Speakers
Printable Summary
The sequence of computational and data manipulation steps required to perform a specific scientific analysis is called a workflow. The FP7 ER-flow project helps to build a collaborative European Research Community by promoting and providing services for research communities to develop, share, execute, integrate and flexibly reuse workflows. The ER-flow project uses and integrates technologies from various projects and scientific collaborations. These technologies are brought together into the SHIWA Simulation Platform, maintained by an open collaboration. The Platform includes:
- SHIWA Repository: a database of workflows and related meta-data, used to search and share workflows within and among scientific communities.
- SHIWA Portal: a web portal integrated with the SHIWA Repository and with various workflow engines that orchestrate workflows from the Repository on different e-infrastructures.
- SHIWA Desktop: provides access similar to the SHIWA Portal, via the user’s computer instead of a portal server.
- Workflow engines: the ASKALON, Galaxy, GWES, Kepler, MOTEUR, P-GRADE, PEGASUS, ProActive, Taverna and Triana workflow engines are already integrated with the SHIWA Simulation Platform.

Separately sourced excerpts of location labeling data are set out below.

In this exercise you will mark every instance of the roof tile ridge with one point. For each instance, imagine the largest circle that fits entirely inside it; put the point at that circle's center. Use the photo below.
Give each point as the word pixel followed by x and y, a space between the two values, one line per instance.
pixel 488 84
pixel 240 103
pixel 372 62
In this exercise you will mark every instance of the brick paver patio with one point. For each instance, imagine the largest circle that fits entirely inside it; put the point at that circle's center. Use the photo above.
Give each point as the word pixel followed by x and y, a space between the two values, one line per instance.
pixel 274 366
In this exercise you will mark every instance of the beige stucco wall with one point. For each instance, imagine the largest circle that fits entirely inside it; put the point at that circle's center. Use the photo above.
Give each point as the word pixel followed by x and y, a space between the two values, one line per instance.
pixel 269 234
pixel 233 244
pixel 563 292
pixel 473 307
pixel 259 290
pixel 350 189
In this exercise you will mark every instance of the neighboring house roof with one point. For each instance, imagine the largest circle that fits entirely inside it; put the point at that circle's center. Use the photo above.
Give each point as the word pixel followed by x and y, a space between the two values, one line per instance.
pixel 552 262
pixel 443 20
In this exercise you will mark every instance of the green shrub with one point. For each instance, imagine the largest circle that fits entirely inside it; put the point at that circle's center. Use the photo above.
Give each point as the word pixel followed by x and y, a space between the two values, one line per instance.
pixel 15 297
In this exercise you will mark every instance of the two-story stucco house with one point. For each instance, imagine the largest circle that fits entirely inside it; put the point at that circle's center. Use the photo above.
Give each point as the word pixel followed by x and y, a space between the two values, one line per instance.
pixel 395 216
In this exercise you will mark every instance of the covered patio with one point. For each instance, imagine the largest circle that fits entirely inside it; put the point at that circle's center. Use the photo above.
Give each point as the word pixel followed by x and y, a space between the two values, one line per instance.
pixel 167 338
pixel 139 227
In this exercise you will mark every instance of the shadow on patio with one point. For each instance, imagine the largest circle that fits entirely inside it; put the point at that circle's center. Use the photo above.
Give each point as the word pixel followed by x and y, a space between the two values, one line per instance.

In the demonstration the most recent improvements and extensions of the SHIWA Simulation Platform will be presented to the EGI Technical Forum. These new features include:
- Workflow execution on Infrastructure as a Service clouds
- Workflow bundles for upload and download
- Personalised views in the SHIWA Simulation Platform services
- Workflow and job execution with robot certificates on EGI
- Workflow application specific portlets based on gUSE/WS-PGRADE technologies
- Integration with myExperiment
- Community specific portal interfaces to access the SHIWA Simulation Platform
Relevant URL (if any)
http://www.erflow.eu/
Description of Work
Workflows have become essential to integrate expertise of the application (user domain) and infrastructure domain (Distributed Computing Infrastructures - DCI) in order to support research communities. Workflows help e-scientists to formalize and structure complex scientific experiments to enable new scientific discoveries. Workflows represent, streamline and automate the analytical and computational steps that e-scientists need to go through from data selection and integration, computation and analysis to final data presentation and visualization. Research communities have developed different workflow systems and created large numbers of workflows to run experiments. These workflow systems have different workflow description languages, enactment strategies and middleware providing access to infrastructures. It takes a significant effort and time to learn how to use workflow systems, and it requires specific expertise and skills to develop and maintain workflows. As a result, creating, running and maintaining workflows need substantial efforts and expertise. E-scientists hesitate to learn new workflow systems to migrate their experiments to other workflow systems as this is a time-consuming and error prone process. They would prefer workflows sharing, i.e. automatic porting of workflows across workflow systems and DCIs to optimise their efforts. Currently, the major obstacle of workflow sharing is that workflow systems are not compatible and interoperable.
To address workflow interoperability the “Sharing Interoperable Workflows for Large-Scale Scientific Simulations on Available DCIs” (SHIWA) project developed the Coarse-Grained (CGI) approach. SHIWA created and deployed a production-level CGI service, called the SHIWA Simulation Platform. The ER-flow project consortium includes representatives of four research areas: astrophysics, computational chemistry, heliophysics and life sciences. These communities are represented by AMC (Life Science), TUD and LMU (Computational Chemistry), UCL and TCD (Heliophysics) and INAF (Astrophysics) in ER-flow.
The four research communities compiled a list of enhancement requests to upgrade both ER-flow development and execution environments in order to better meet the needs of their applications. Members of the ER-flow project prioritised then implemented most of the required new features during November 2012 – June 2013. These developments will be shown in the demonstration.